The walk wasn't entirely wasted, as I managed to latch onto Jim Larkin, a former student of mine who was now a graduate fellow in experimental psychology. He accepted my offer of a cup of coffee and we went downstairs to the Student Union. I gradually steered the conversation around to Dr. Vincent Smathers.

"Strange man," Jim said. Coming from him, it was hard to tell whether this was a complaint or a compliment. Probably it was neither. Jim was a young man with an almost fanatic devotion to the notion of live and let live. "All the graduate fellows were assured before he came here that we'd have access to him, that he wouldn't be just a high-priced name for the university to print in its alumni newsletter. However. ."

"I take it that it didn't work out that way?"

"Smathers showed up at exactly one of our graduate seminars, and that was it."

"Interesting. What do you suppose he does with his time?"

"I haven't the slightest idea," Jim said. A braless co-ed, who shouldn't have been, had entered the cafeteria and was bobbing along the tables.
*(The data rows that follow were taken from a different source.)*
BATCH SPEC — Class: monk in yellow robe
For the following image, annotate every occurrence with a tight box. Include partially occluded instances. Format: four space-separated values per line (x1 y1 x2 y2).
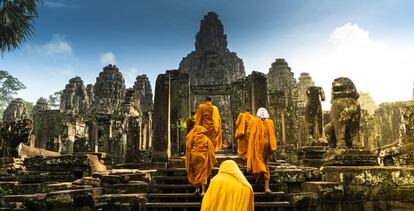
247 108 276 192
185 111 195 135
234 111 253 160
201 160 254 211
195 97 223 151
185 125 217 195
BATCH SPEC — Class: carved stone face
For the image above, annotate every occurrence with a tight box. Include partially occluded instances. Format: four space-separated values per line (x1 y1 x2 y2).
206 54 218 70
332 77 359 100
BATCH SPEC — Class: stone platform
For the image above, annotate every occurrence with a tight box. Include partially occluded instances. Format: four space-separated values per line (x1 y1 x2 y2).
322 149 378 166
298 146 329 168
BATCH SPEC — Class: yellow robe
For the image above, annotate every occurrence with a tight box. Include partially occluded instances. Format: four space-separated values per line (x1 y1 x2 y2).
195 102 223 151
185 115 195 135
201 160 254 211
247 117 276 179
234 112 253 159
185 125 217 186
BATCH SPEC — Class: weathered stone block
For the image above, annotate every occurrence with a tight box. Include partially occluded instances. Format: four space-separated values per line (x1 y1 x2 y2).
95 194 146 211
46 188 103 210
323 149 378 166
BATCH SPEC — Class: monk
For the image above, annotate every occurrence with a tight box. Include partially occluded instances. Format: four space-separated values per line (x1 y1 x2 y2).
247 108 276 193
185 111 195 135
195 97 222 151
201 160 254 211
234 111 253 160
185 125 217 196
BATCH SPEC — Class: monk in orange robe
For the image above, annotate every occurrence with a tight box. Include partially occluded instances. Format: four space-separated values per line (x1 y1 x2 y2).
195 97 223 151
185 111 195 135
201 160 254 211
247 108 276 193
234 111 253 160
185 125 217 195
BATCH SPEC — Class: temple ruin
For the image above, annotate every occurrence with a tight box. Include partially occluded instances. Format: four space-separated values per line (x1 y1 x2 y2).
0 12 414 211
I made a stab at getting Jim's attention back.

"What happens to a man when he undergoes sensory deprivation?"

Jim turned back to me. "That's Dr. Smathers' field."

"I know."

"Well, simply put, he goes out of his mind. To be more precise, his mind goes out of him. You take away all a man's sensory landmarks and he becomes like a baby, with no past, present, or future, at least while he's undergoing the deprivation. He becomes very suggestible."

"You mean he's brainwashed?"

Jim made a face. "That's an old-fashioned term."

"Uh-huh. Is it like brainwashing?"

"I suppose so."

"How do you go about this sensory deprivation?"

"The first thing you need is a controlled medium in which to support the man's body."

"Like water?"

"Yeah, water's good. What are you getting at, Dr. Frederickson?"

"Just curious," I said with a straight face. "What do you think of Smathers' Chinese helpers?"

Jim shrugged noncommittally. "I'll tell you this," he said after some thought, "I think there's some strange business going on in that department."

"What kind of strange business?"

"You heard about that guy who was shot on campus? The old Bowery bum?"

I said I had.

"I saw him in Marten Hall one day. He was walking with one of Dr. Smathers' assistants, one of those Chinese guys."

Garth, as usual, was chin-deep in paperwork. My brother, all six-feet-plus of him, was sitting behind a desk which might have fit me, merrily clacking away at a typewriter, vintage nineteenth century. His face was grim; his face was always grim when he was doing paperwork. He didn't bother looking up.

"Look what the ants dragged in. What's happening, Mongo?"

"I just wanted to drop in and say hello to my brother."

"You're here to pump information," Garth said evenly. He hit the wrong key and swore.

"There was an old man killed on the university campus a few weeks back. Shot."